説明

ETCが搭載されたハイブリッド電気自動車のエンジントルク制御方法

【課題】 車両の発進応答時間を向上させることができる、ETCが搭載されたハイブリッド電気自動車のエンジントルク制御方法を提供する。
【解決手段】本発明は、ETCが搭載されたハイブリッド電気自動車のアイドリングストップ以後、車両の再出発時でのエンジントルク制御方法において、HCUからECUにトルク制限情報を転送する段階と、前記ECUでHCUから受けたトルク制限情報を利用して制限されたトルクのみを一定に出力する段階と、前記ECUの制御により制限されたトルクのみを出力するエンジンの入力トルクがクラッチ動作によりCVTに一定に入っていく段階と、前記CVTに一定に入力されるトルク情報を土台に、TCUにて即座にクラッチ制御油圧力を形成する段階と、を含めてからなることを特徴とする。

【発明の詳細な説明】
【技術分野】
【0001】
本発明はETCが搭載されたハイブリッド電気自動車のエンジントルク制御方法に係り、更に詳しくは、ソフトタイプのハイブリッド電気自動車のアイドリングストップを解除した後、車両出発時にエンジンおよびモータに対するトルク制御方法を改善し、車両の出発応答時間を向上させることができるようにしたETCが搭載されたハイブリッド電気自動車のエンジントルク制御方法に関する。
【背景技術】
【0002】
ハイブリッド電気自動車は一般のガソリンエンジンにETC(Electric Throttle Control)を装着してモータを直結した状態であり、CVT(Continuously Variable Transmission)を通してタイヤに動力を伝達する形態で構成される。
ハイブリッド電気自動車の挙動はバッテリーの電圧により行われ、走行状況に応じてガソリンエンジンの燃費が最も高くなるように制御し、制動時と減速時に車両の慣性エネルギーをタイヤを通して伝達してモータによる電気エネルギーの回数によりバッテリーを充電させることで既存のガソリンエンジンに比べて燃費を向上することができる。
【0003】
ハイブリッド電気自動車(HEV)の目的は燃費および排気性能を改善して親環境車両を具現することにあり、このような親環境車両の目的を完成するために不必要な部分で消耗されるエンジンの損失を最大限調節する機能が必要である。

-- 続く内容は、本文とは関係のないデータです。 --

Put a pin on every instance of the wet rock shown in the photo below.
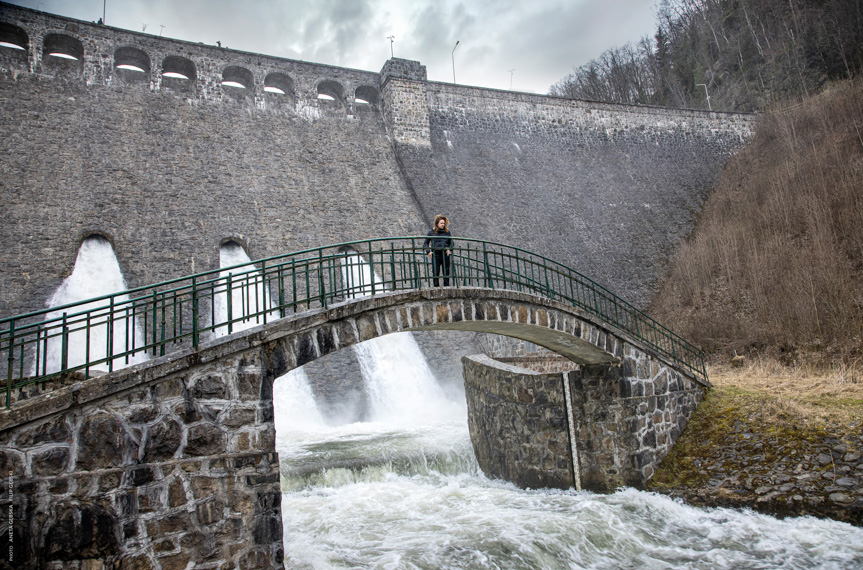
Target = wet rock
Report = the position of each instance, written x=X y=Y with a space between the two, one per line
x=102 y=441
x=81 y=531
x=841 y=498
x=163 y=440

エンジン損失を減らすための方法として、モータ補助を通したエンジンの最適運転点での運転制御、そしてアイドリングストップの制御などの方法を使用する。
【0004】
アイドリングストップは一般車両と最も区別される制御方法であり、車両停止中にエンジンを停止して不必要な空回転を防止する制御方法を言い、アイドリング状態がなくなることで車両停止状態での燃料消耗も減り、この時に発生する排気ガスもまた減らすことができるため、結局ハイブリッド電気自動車は燃費および排気性能の向上という目的を達成するのに大きく寄与する。
【0005】
アイドリングストップの機能を具現するためにモータの役割も重要要素となるが、アイドリングストップを解除する際、エンジンの始動を助けて円滑なエンジントルクを形成し、完璧な再始動および車両の発進に関して中枢的な役割を有している。
現在はアイドリングストップの状態が解除された後、モータトルクを生成し、生成されたモータトルクを受けてエンジンが初期インジェクションと点火を行い、エンジントルクを生成する。

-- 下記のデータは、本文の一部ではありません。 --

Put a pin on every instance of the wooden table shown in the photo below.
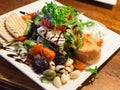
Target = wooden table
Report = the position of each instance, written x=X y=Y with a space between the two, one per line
x=109 y=74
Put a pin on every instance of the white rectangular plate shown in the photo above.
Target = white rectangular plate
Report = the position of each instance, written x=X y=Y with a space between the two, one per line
x=112 y=2
x=111 y=44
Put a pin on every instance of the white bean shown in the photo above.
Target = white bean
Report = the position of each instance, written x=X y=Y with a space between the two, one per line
x=69 y=62
x=65 y=78
x=52 y=65
x=57 y=82
x=74 y=74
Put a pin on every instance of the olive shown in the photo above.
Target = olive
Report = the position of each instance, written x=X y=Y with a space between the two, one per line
x=42 y=63
x=60 y=60
x=49 y=74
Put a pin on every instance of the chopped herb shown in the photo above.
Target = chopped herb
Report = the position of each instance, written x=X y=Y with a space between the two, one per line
x=93 y=71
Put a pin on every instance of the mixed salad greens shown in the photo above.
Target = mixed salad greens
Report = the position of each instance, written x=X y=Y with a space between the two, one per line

この時、生成されたエンジンRPMとトルクはトランスミッションにオイル圧力の生成を助けてクラッチ油圧を生成し、生成されたクラッチ油圧はクラッチを作動し、最終的に動力をホイールに伝達し、発進のために車両駆動が行われる。
【0006】
しかし、現在ハイブリッド電気自動車の最も大きな問題点のうちの1つが、一般車両に比べてアイドリングストップの停止状態から初期発進時に車両の発進速度が遅いという点である。

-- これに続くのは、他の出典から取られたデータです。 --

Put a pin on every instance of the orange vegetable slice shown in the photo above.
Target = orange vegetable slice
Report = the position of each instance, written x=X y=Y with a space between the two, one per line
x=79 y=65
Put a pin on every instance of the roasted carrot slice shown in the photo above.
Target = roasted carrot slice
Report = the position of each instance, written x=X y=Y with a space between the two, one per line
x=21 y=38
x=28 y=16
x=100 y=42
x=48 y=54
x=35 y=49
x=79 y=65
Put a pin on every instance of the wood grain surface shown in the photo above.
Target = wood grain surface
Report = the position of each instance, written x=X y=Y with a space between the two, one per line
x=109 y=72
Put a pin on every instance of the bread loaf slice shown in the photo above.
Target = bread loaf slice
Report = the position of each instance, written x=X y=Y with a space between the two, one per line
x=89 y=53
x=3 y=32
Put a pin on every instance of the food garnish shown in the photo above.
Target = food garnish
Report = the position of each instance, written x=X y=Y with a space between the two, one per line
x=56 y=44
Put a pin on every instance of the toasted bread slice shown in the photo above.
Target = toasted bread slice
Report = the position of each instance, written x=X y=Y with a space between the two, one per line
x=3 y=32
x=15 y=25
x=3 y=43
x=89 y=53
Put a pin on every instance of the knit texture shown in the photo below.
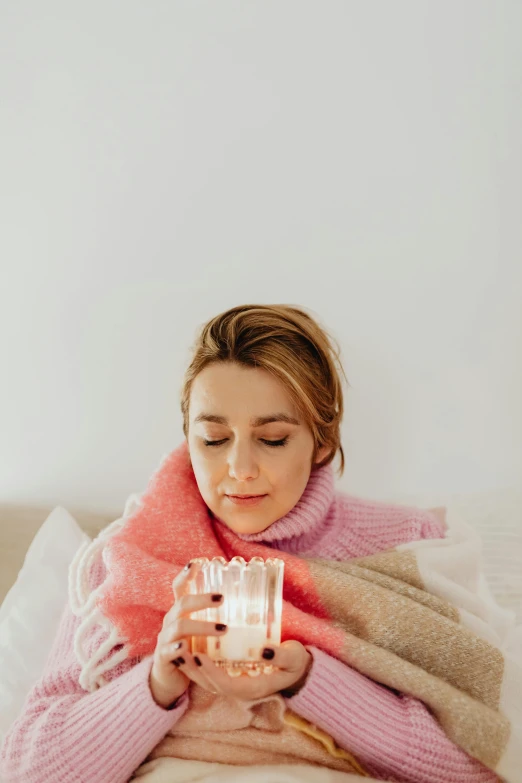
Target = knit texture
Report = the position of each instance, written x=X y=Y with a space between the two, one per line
x=69 y=736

即ち、発進速度が遅くなる理由は、アイドリングストップが解除されてエンジンRPMが生成される時間とトランスミッションのオイル圧力を規制してクラッチを制御するオイル圧力が生成される時間が長時間必要とされるためである。
従って、アイドリングストップ状態での車両出発制御はモータ、エンジン、トランスミッションの有機的な制御が必須的である。
【0007】
従来のアイドリングストップ以後、再始動させて発進する際のエンジンおよびモータのトルク制御方法は下記の通りである。
アイドリングストップ以後、車両の再発進時にモータトルクを利用してエンジンの再始動を確保し、エンジントルクが上昇するとともにエンジンRPMが徐々に上昇してCVT油圧を形成し、クラッチの締結を誘導してクラッチが作動して一定時間以降に車速が発生する。
通常、600RPMから車速が出るまで約1秒が必要である。
アイドリングストップ以後の車速応答時間の測定基準にはいくつかあるが、一般的にエンジン600RPMから車速が発生する時点までとしている。
【0008】
しかし、従来方式では、アイドリングストップ以後、車両を再始動して出発させる際、下記の問題点が発生している。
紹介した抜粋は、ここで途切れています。